The working group’s scope includes:
• Document the current I&E activities on campus. • Develop proposals to increase support for and engagement of undergraduates across the campus in curricular and co-curricular I&E activities. • Engage more graduate students in I&E activities that link to the research enterprise, including
I-Corps. • Provide support and coordination for faculty to advance activities in the I&E area. • Increase the participation of alumni and friends in providing expertise to increase the success of new ventures, e.g., mentors, entrepreneurs-in-residence; incorporate and utilize our Newton campus. • Vigorously and visibly engage with off-campus groups of investors, e.g., angel and seed funds and support organizations such as Mass Challenge,
Valley Venture Mentors, and Greentown Labs. • Define goals and success metrics for I&E activities for the next three to five years.
Mike Malone, vice chancellor for research and engagement, serves as sponsor for the group, which is led by chancellor-appointed co-chairs Gregory Thomas, executive director of the Berthiaume Center for Entrepreneurship and a lecturer at the Isenberg School of Management, and Kathryn Ellis, director of the UMass Innovation Institute.
The other members include:
Brant Cheikes, executive director of the Center for Data Science, Manning College of Information & Computer Sciences
James Flynn, assistant dean of Research Business Development, Manning College of Information & Computer Sciences
Karen Giuliano, associate professor, Applied Life Sciences and Elaine Marieb College of Nursing
Burnley Jaklevic, director and senior licensing officer for the Technology Transfer Office
Charles Johnson, associate director of the Berthiaume Center for Entrepreneurship, clinical associate professor of management, and managing director of the Maroon Venture Partners Fund
Allison Jameson Koss, communications manager for Research and Engagement
Sundar Krishnamurty, Isenberg Distinguished Professor in engineering and director of the Center for e-Design in the College of Engineering
Peter Reinhart, founding director of the Institute for Applied Life Sciences
Mark Tuominen, associate dean for Research & Innovation and professor of physics in the College of Natural Sciences
Karen Utgoff, director of IALS Venture Development Programs and site director for I-Corps @ UMass Amherst
Xavier Farrell ‘21
THE FUTURE OF UMASS AMHERST’S INNOVATION & ENTREPRENEURSHIP CURRICULUM
One project under the purview of the chancellor’s Innovation & Entrepreneurship Working Group is considering academic programs that will enhance the availability of entrepreneurship resources across the UMass Amherst student body, especially for undergraduate students. To that end, the team envisions a new undergraduate curriculum, called INNOVATE, that will create a support ecosystem for small cohorts of talented students from underrepresented backgrounds to train them as successful scientists and engineers, inspired by the emerging paradigms of an inclusive innovation and entrepreneurial mindset.

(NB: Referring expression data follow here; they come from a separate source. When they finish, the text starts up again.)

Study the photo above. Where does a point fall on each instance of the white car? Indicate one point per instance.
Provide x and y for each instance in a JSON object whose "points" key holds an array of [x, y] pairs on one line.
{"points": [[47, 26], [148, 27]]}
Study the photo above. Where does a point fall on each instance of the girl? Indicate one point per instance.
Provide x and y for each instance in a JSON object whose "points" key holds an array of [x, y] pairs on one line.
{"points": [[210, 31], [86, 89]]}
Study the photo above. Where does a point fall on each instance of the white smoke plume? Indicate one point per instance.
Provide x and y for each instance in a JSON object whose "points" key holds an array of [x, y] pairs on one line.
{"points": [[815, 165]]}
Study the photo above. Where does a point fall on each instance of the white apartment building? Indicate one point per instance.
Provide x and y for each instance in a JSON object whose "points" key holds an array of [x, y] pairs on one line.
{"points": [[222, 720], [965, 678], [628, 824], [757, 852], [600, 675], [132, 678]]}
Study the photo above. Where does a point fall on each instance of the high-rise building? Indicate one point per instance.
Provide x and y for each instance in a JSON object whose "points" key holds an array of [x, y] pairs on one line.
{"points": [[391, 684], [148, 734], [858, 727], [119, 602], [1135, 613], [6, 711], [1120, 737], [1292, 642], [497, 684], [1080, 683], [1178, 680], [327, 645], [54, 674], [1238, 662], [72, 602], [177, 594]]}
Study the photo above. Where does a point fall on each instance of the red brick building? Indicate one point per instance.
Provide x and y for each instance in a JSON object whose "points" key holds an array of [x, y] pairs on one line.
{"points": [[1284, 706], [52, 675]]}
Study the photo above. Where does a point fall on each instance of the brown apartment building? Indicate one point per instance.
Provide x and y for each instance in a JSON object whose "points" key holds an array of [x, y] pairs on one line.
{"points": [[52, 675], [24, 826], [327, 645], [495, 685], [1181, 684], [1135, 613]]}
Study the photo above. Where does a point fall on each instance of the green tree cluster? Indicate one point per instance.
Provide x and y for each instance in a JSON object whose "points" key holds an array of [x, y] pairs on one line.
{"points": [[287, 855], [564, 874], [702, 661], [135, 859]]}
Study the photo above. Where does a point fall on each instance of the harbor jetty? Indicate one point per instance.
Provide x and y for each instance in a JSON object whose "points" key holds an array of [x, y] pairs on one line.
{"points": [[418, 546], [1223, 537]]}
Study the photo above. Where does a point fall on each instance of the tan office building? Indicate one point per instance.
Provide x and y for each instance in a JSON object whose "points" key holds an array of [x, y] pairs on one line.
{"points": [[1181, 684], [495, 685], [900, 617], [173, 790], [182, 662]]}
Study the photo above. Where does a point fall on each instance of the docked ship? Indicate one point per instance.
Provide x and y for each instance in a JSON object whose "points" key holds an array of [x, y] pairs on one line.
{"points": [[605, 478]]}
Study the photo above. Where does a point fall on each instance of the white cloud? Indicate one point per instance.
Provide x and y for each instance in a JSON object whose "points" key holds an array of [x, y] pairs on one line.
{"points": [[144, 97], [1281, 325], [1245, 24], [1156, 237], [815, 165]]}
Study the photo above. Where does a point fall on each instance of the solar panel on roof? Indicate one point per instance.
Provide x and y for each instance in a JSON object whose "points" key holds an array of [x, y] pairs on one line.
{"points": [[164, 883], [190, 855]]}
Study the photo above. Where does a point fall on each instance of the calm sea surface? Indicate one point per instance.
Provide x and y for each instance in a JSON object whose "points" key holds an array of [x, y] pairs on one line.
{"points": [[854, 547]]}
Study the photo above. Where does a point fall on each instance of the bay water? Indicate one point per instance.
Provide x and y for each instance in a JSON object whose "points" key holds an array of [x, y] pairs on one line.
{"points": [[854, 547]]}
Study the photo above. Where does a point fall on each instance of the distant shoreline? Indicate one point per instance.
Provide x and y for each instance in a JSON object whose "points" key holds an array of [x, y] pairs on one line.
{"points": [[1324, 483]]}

INNOVATE’s integrated curriculum and co-curricular activities would provide students with a structured program to support the development of their scientific discovery process and entrepreneurial skill set, along with meaningful scholarship support. Students would receive numerous opportunities to work in diverse, interdisciplinary teams while applying their knowledge to invention, innovation, and entrepreneurship with a commitment to diversity, equity, and inclusion.
INNOVATE would be a holistic curriculum with a suite of integrated cohortbuilding, mentoring, and immersive co-curricular programmatic activities that address the importance of belonging, self-efficacy, and ability, which are integral in helping BIPOC and other STEM students navigate their unique challenges in their academic and professional lives.
The program would help increase the participation of underrepresented students of color, first-generation students, and women students pursuing degrees in STEM at UMass Amherst, and would empower the next generation of students with an entrepreneurial mindset, as they connect theory to practice and engage in equity ethics as a means for improving motivation and persistence.